I am currently in need of a bit of brain training and I found this article on Haskell and Monads

All the other exercises I am fine with - except one.

Excercise 7 is really messing with my brain.

Randomised function bind

To make the problem even simpler to experiment, I replaced the StdGen type with a n unspecified type. So instead of...

```bind :: (a -> StdGen -> (b,StdGen)) -> (StdGen -> (a,StdGen)) -> (StdGen -> (b,StdGen))```

I used...

`bind :: (a -> c -> (b,c)) -> (c -> (a,c)) -> (c -> (b,c))`

and for the actual function impelemtation (just straight from the exercise)

`bind f x seed = let (x',seed') = x seed in f x' seed'`

and also 2 randomised functions to trial with:

``` rndf1 :: (Num a, Num b) => a -> b -> (a,b) rndf1 a s = (a+1,s+1) rndf2 :: (Num a, Num b) => a -> b -> (a,b) rndf2 a s = (a+8,s+2) ```

So with this in a Haskell compiler (ghci), I get...

``` :t bind rndf2 bind rndf2 :: (Num a, Num c) => (c -> (a, c)) -> c -> (a, c) ```

This matches the bind curried with rndf2 as the first parameter.

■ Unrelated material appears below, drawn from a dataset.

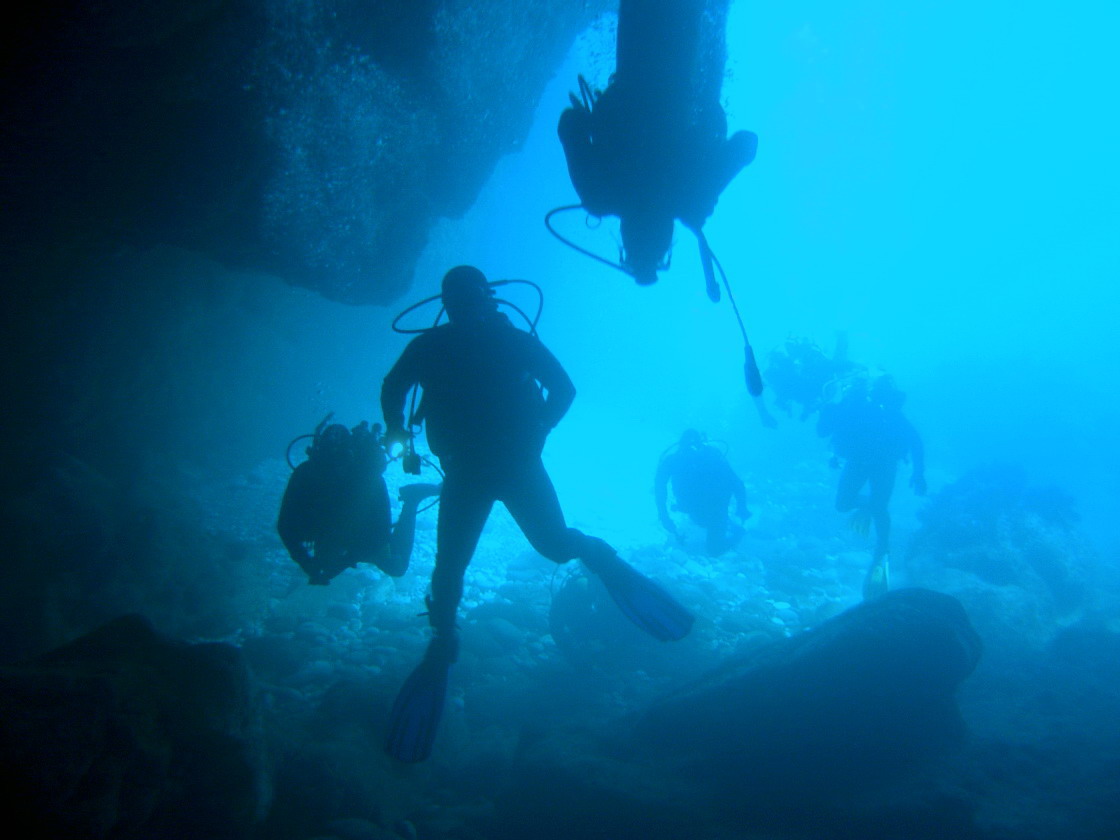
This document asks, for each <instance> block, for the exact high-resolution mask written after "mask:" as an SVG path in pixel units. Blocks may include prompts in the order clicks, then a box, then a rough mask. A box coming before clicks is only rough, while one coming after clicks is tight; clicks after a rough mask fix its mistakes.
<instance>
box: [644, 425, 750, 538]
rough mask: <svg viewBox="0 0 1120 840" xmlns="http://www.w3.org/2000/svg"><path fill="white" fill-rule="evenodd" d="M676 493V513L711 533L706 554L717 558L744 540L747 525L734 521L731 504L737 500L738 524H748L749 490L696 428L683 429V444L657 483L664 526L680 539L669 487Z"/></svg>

But the thing I don't get and have not been getting for the past days!! is how...

`:t bind rndf2 . rndf1`

Suddenly gives

`bind rndf2 . rndf1 :: (Num a, Num c) => a -> c -> (a, c)`

the correct type that we are eventually heading for.

So any help with understanding why the bind function needs to work like this would be most useful.